Another item that comes to mind regarding the new 3% down payment loans is closely tied to the ability-to-repay (ATR) guidelines, and it speaks to why some high-LTV loans perform better than others, such as the Veterans Affairs' 100% LTV product. A documented problem with increased defaults of high-LTV loans can be tied directly to the layering of risk.
Frankly, it is my opinion that there is a potential hole in ATR as it applies to the regulations relating to the temporary transitional period. During this period, certain loans that are eligible for sale or guarantee by a government-sponsored enterprise (GSE) or are eligible under specified federal agencies' guarantees or insurance programs will be considered qualified mortgages (QMs) under a temporary definition. The loans must meet certain QM restrictions on loan features and points and fees, but they are not subject to a flat 43% (debt-to-income (DTI) limit.
My concern for this transition period is related to the treatment of childcare expenses, along with the non-requirement to assess a borrower's residual income. The childcare piece is most baffling because this can be a huge recurring expense for many families, and many of these borrowers fit into a target market that would qualify as a first-time home buyer. Three percent loans provide a much-needed reduction in home-buying capital, but when qualifying a first-time home buyer, can we responsibility omit a recurring monthly liability from our DTI calculations that could easily be $1,000 for two children? In some areas of the country, this could be the expense for one child.
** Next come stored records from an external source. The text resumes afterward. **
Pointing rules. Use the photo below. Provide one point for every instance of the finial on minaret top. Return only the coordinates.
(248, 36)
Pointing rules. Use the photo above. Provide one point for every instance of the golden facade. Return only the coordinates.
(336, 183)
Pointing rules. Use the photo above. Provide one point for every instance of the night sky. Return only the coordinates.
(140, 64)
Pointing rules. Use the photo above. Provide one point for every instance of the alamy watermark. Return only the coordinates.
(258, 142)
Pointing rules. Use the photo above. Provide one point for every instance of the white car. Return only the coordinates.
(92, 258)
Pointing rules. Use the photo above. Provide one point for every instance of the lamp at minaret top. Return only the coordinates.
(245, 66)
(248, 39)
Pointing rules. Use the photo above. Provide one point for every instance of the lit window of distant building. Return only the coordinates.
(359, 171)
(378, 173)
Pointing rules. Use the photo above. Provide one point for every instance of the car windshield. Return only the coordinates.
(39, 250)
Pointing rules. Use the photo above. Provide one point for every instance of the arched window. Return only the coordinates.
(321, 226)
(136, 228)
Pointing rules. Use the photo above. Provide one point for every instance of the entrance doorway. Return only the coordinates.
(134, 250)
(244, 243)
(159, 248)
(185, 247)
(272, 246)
For the sake of a quick numbers discussion, let's take a family of four with an annual gross income of $85,000 that qualifies through Desktop Underwriter (DU) with a 36% DTI ratio. If this family has a need for childcare, this $1,000 liability immediate pushes their true DTI to more than 50%. From my recent experience of reviewing thousands of post-closing audits, I have noticed a common qualifying practice, whereby the childcare expense is commonly omitted for any calculations of the borrowers' DTI when using DU.
As a lender, how will you instruct your underwriters to treat this type of situation? Would you elect to decline a loan that you know has an excessive DTI ratio or concern over the layered risk, even though it has a DU approval stating the loan has a 36% DTI?
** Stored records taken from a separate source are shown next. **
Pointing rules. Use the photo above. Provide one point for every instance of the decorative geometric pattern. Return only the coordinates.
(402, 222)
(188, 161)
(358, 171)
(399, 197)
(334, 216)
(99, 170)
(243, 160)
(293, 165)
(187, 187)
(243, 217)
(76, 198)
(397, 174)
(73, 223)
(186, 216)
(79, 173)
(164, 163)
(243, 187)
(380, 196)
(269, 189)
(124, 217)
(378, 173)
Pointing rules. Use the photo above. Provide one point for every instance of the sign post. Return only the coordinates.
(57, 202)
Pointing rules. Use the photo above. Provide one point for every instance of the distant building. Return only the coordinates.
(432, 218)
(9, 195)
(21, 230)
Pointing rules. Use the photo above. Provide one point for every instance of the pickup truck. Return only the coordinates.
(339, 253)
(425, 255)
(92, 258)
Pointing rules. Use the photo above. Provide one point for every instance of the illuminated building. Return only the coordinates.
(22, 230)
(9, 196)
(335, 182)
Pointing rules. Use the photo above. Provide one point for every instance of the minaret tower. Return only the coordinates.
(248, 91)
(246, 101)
But, I digress. What follows are three recommendations to achieve the highest loan quality with minimal struggle:
1. Consider increasing QC reviews – maybe to 100% of all loans with a 97% LTV.
2. Target pre-funding, post-funding and servicing audits to assure the manufacturing process has appropriately implemented all requirements of the GSEs.
3. Leverage technology, analytics and a trusted partner to prioritize areas of concern and process improvements.
And, you should not go it alone. Technology and analytics will give you the road map you need to improve manufacturing processes and reduce risk.
Phil McCall is chief operating officer of ACES Risk Management Corp. (ARMCO), a provider of audit and QC technology for the mortgage industry.